Fourth, a goal should be set of eliminating by 2025 the more than $200bn the world spends each year on energy subsidies, and enforced through strategies such as those used for inappropriate subsidies in trade. This is a clear case where environmental and economic imperatives coincide and it is one where external political commitment is likely to be desirable in many countries, just as in the trade area. This will require considerable work on the definition of and measurement of total energy subsidies.
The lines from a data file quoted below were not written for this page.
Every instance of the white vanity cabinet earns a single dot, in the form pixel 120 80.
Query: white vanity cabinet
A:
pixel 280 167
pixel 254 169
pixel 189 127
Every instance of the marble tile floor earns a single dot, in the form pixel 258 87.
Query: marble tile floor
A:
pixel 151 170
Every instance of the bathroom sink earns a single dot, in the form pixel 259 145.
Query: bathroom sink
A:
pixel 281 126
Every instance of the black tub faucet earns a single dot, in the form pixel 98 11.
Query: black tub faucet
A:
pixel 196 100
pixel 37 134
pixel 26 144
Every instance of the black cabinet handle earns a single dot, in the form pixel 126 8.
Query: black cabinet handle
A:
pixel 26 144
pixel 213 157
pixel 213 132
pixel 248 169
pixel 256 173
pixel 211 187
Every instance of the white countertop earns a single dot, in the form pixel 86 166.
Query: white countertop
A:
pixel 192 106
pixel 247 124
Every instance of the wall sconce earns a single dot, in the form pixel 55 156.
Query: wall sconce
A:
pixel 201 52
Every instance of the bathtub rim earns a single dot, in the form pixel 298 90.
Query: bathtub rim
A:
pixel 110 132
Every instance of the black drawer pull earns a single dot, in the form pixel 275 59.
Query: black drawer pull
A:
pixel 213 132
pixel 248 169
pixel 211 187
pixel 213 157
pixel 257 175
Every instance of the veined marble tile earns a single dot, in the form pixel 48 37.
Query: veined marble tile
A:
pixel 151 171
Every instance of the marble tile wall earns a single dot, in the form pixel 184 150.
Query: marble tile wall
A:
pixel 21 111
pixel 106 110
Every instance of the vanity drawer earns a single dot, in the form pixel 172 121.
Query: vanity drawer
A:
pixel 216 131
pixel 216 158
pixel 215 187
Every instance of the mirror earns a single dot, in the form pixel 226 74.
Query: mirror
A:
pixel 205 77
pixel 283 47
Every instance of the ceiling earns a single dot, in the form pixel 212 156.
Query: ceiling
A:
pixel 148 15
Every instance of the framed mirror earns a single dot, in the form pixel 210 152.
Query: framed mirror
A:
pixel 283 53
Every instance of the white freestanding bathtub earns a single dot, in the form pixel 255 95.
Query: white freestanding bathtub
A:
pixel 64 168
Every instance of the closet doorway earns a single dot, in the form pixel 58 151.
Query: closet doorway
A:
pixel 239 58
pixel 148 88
Such work will lay a foundation for the more ambitious efforts that may be needed in harmonising world energy prices above market levels in the future.

There is a final critical process element in the policy response. Given that viable solutions depend on significant changes in developing country policies and that these countries are unlikely to make them unless they see their own interests as at stake, it is essential that they be full participants in setting the global direction. They are surely likely to do more if they can help shape policy than if it is simply the Group of Seven leading industrialised nations seeking to bring them along.

Is all of this a sufficiently ambitious agenda? Perhaps not; and perhaps political efforts to generate commitments to ambitious if remote targets can be worthwhile as powerful forces for change, as with human rights in eastern Europe. But they must be married to more immediate if less dramatic steps that have real and practical effect.

Another Vote for a Revenue-Neutral Carbon Tax

A Green Tax Swap by Gilbert Metcalf with the Brookings Institution

As the new Congress convenes, both Democratic and Republican lawmakers are proposing limits on greenhouse gas emissions. Most of these proposals are for carbon cap and trade systems similar to the European Union Emissions Trading System.

A carbon tax is another way to limit emissions. This policy brief describes how a carbon tax could be implemented and presents an analysis of a Green Employment Tax Swap (GETS). Under this proposal, a national tax on carbon emissions is paired with a reduction in the payroll tax. In particular, the brief assesses the impact of a tax of $15 per metric ton of carbon dioxide (CO2), which is used to rebate the federal payroll tax on the first $3,660 of earnings per worker. This reform is both revenue-neutral and distributionally neutral.